Brother Paidric sobered himself and nodded quickly, falling behind Brother Isaac who took a hand to the door, turning the rusted handle and pushing the heavy wooden door forward. They slowly entered, most tediously, so much so that the young monk's skin began to crawl all over with sweat, hairs tingling on end.
Brother Paidric had heard of the men that lived in Grennen, the only other province that made up the small island. Grennen was far larger then its cousin Fenns and was made up of plains and meadows rather then thick forests. Plains men they were called; farmers, hunters, craftsmen living under the rule of the current king, who's name Brother Paidric could not recall at the time.
All this he knew and had yet never seen a plains man, a Grennen man in the flesh, only depicted, even crudely sometimes within his history books. Those of which mostly remarked of the past of Fenns, only briefly summarizing the goings on next door, over the mountains.

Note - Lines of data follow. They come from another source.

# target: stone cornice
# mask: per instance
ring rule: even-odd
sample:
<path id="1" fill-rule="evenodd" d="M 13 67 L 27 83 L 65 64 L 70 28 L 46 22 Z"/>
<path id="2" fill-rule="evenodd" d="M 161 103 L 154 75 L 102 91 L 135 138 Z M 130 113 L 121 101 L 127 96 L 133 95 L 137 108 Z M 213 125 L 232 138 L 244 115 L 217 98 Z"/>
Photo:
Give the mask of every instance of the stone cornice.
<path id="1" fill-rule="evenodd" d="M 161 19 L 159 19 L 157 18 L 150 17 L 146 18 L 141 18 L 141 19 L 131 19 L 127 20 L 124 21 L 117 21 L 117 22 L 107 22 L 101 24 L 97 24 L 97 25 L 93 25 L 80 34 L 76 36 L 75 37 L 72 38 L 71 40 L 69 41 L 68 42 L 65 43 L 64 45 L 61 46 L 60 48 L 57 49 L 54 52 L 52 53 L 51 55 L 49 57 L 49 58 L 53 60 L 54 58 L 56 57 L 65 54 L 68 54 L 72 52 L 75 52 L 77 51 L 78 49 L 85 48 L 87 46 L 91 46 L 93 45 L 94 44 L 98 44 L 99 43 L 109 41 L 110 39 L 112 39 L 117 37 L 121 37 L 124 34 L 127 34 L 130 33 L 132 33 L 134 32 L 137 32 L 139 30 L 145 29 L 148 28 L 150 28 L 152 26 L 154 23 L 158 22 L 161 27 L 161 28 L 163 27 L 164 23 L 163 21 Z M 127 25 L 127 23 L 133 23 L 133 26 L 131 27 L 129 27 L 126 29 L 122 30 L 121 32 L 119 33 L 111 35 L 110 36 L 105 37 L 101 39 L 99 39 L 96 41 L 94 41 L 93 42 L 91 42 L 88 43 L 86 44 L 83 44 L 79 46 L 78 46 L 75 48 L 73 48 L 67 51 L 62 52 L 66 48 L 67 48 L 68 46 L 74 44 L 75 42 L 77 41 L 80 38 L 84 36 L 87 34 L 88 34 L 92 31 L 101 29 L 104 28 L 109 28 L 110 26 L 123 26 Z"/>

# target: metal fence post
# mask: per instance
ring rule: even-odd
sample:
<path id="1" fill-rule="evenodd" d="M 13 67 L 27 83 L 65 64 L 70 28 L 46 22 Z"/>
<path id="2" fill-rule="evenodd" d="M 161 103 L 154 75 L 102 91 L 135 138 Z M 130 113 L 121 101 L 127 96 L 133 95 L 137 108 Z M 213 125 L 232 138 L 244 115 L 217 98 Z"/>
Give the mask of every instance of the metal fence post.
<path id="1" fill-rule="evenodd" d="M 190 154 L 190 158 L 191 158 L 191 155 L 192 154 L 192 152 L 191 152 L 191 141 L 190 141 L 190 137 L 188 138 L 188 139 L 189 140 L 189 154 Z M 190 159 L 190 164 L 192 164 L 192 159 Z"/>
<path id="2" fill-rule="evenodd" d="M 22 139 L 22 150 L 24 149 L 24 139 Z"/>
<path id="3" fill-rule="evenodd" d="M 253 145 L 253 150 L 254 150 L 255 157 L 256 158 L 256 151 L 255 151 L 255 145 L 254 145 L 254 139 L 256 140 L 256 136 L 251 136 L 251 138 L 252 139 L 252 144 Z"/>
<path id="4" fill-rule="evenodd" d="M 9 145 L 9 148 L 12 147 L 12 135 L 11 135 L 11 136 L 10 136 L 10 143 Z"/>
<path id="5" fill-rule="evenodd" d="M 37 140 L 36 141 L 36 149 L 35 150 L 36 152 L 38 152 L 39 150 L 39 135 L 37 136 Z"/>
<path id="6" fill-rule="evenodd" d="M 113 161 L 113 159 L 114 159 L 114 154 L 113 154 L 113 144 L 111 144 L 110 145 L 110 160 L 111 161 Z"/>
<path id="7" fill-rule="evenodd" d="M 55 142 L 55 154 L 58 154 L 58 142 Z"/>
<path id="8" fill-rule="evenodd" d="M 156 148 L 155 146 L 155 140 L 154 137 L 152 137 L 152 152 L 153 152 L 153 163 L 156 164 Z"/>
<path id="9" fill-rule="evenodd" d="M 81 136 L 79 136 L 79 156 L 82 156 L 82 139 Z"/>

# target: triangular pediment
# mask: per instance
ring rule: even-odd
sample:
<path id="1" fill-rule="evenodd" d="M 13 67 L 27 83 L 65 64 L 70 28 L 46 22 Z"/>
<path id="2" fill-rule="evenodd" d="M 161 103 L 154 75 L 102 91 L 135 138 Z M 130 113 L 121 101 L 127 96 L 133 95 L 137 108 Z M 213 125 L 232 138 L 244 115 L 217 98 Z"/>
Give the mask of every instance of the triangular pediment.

He followed Brother Isaac closely, trying not to step over him in his own excitement, something he was not commonly accustomed to. Why did this make him feel so? Brother Paidric could only find small answers, which he made up for they sounded truthful, at least to him. Perhaps because it broke the normality of what he came to know, the shattering of a routine he had only now begun to think of as a routine. In all his years there, they had never had a visitor.
For once the young monk was open, no, tasting, the strange and foreign world that lay outside his door. Of the possibilities and ideas unknown and tempting to him. This sudden thirst for knowledge and answers to newly formed questions flooded his mind, alarming him.
As Brother Paidric took his first glimpse of a plain's man, he gasped aloud, the very sight of the man's ravaged condition sending a sharp spiking chill up his spine, as if he had jumped feet first into a cold lake.
As this happened..a cracked formed..
A crack in the imaginary glass bottle that housed the abbey formed, beginning to splinter this way and that, like ice starting to give way. Ever so slightly did the water of the outside world trickle in, and ever so noticeably did the haze cloud, that protective blanket, slip out.
But some did take notice, to the weakening barrier they so unwearyingly built. Those who would stop at nothing to keep the glass from shattering down around them. They watched with a heavy, suspicious eye, towards the door that lead to the south wing.
They waited, in silence, to seal this sudden crack, permanently.
-  Based on the terms used most often in the plains and mountains providences to describe age: Infant - Bare child or Yearling - Older-youth - Mastery-years - Twilight years, which marked the end of one's life. This life range used in mortal means that is.  When speaking of one's age, it is considered like this: a 27 year old man would be seven and twenty years while a 73 year old would be three and seventy years old. In this case, Paidric is eight and ten years meaning he is 18 years of age.